The Cuieiras River is a tributary of the Rio Negro, which it enters from the left (east) upstream from Manaus in the Anavilhanas archipelago region.
It defines the north boundary of the Rio Negro State Park South Section.
The north bank of the river is in the Rio Negro Left Bank Environmental Protection Area, a 611008 ha sustainable use conservation area created in 1995.
The forest around the river is home to the endangered Pied tamarin.

==People==
The Aroaqui language, now extinct, may have been spoken on the banks of the Cuieiras River.

During the second half of the 20th century indigenous families from the middle Solimões River and the upper Rio Negro settled in areas on the banks of the Cuieiras and founded seven communities.
The communities are ethnically diverse, including Cocama, Baniwa, Tucano, Ticuna, Mura, Baré, Sateré-Mawé and Carapana people.
There is conflict with non-indigenous families.
The river has been used for sand extraction, which the residents consider to be a source of pollution.

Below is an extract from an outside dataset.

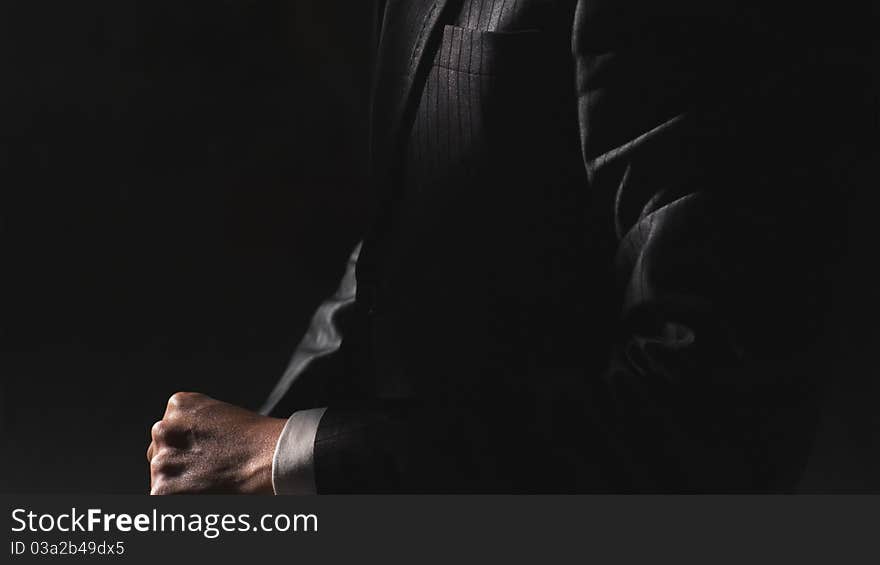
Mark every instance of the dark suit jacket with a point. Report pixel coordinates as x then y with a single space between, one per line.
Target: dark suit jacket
616 279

In 1996, indigenous families began to fight for regularisation of property ownership without gaining much support from the Fundação Nacional do Índio (National Indian Foundation, FUNAI).

In January 2014, FUNAI was directed to create a technical group to identify and demarcate the land and submit a final report within six months. One issue is that the residents are in the state park, as their presence was not considered when the park was established in the 1980s.